Decode the JWT tokens

The access and id tokens are JWT tokens apparently. Let's decode the payload.

In [15]:
def _b64_decode(data):
    data += '=' * (4 - len(data) % 4)
    return base64.b64decode(data).decode('utf-8')

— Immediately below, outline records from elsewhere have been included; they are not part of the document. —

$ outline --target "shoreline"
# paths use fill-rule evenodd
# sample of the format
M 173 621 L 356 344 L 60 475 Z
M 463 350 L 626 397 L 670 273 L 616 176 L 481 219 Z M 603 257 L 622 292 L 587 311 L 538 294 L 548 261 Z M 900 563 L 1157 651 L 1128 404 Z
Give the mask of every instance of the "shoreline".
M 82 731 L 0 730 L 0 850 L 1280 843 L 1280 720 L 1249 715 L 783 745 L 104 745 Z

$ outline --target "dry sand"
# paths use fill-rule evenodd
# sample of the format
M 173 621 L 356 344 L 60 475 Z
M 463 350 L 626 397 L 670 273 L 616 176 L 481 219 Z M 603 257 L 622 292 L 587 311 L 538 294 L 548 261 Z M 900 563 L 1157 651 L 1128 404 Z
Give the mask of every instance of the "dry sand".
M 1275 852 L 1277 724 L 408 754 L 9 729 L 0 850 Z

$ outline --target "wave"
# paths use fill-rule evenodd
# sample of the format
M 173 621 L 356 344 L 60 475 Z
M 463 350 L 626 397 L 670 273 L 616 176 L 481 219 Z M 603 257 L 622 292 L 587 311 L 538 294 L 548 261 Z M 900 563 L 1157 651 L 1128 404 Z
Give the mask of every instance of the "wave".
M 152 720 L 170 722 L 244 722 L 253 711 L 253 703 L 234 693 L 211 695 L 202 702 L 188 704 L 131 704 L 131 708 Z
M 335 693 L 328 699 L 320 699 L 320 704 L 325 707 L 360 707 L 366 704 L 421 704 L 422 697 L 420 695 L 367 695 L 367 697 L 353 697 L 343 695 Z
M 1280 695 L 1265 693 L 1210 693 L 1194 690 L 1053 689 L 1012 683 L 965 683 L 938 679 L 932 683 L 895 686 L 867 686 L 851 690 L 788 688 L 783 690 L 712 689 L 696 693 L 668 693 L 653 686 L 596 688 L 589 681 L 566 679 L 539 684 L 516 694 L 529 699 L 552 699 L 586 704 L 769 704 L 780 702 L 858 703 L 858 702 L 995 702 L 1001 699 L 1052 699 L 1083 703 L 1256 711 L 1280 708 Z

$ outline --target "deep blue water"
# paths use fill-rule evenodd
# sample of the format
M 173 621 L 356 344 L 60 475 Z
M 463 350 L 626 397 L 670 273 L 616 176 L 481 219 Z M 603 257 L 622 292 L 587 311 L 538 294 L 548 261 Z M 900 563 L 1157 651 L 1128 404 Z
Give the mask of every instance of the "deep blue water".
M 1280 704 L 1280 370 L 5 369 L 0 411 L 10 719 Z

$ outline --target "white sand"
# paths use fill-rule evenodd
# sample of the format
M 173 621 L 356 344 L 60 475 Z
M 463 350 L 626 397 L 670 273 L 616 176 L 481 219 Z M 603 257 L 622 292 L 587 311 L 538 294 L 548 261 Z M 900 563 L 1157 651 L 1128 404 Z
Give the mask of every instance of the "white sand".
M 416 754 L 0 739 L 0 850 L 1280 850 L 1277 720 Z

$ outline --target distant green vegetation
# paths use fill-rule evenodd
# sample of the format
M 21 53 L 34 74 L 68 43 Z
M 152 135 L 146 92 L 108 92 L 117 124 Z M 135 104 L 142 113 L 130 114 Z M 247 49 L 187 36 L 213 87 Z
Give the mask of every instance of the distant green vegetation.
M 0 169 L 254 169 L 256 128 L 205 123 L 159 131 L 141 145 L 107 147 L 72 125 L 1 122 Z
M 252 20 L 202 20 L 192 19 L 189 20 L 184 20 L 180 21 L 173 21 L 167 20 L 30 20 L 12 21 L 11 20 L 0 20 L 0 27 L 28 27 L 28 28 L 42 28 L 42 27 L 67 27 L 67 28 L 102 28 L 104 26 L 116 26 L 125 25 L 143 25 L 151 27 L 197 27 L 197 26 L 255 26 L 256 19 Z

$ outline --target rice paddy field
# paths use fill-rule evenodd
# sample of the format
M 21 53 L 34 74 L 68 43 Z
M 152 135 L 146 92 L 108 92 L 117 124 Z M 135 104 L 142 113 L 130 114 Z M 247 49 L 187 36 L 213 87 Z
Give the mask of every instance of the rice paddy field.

def jwt_payload_decode(jwt):
    _, payload, _ = jwt.split('.')
    return json.loads(_b64_decode(payload))
In [16]:
jwt_payload_decode(result['access_token'])
Out[16]:
{'acr': '1',
 'aud': 'account',
 'auth_time': 1569398438,
 'azp': 'pkce-test',
 'email_verified': False,
 'exp': 1569398499,
 'iat': 1569398439,
 'iss': 'http://localhost:9090/auth/realms/master',
 'jti': '2d0790a5-a630-4606-9296-d4d4cc848948',
 'nbf': 0,
 'preferred_username': 'john',
 'realm_access': {'roles': ['offline_access', 'uma_authorization']},
 'resource_access': {'account': {'roles': ['manage-account',
    'manage-account-links',
    'view-profile']}},
 'scope': 'openid email profile',
 'session_state': 'af09d80d-9901-445f-b789-c6dfa33ec175',
 'sub': '103336bf-c471-4dd5-b39e-4652a0032be8',
 'typ': 'Bearer'}
In [17]:
jwt_payload_decode(result['id_token'])
Out[17]:
{'acr': '1',
 'aud': 'pkce-test',
 'auth_time': 1569398438,
 'azp': 'pkce-test',
 'email_verified': False,
 'exp': 1569398499,
 'iat': 1569398439,
 'iss': 'http://localhost:9090/auth/realms/master',
 'jti': '96ad2ab9-6d54-4cbb-a23b-5cfdaf502497',
 'nbf': 0,
 'preferred_username': 'john',
 'session_state': 'af09d80d-9901-445f-b789-c6dfa33ec175',
 'sub': '103336bf-c471-4dd5-b39e-4652a0032be8',
 'typ': 'ID'}

Conclusion

That's it. We worked client-side-style and managed thanks to PKCE to do a non-implicit authorization flow without having to work with a static secret.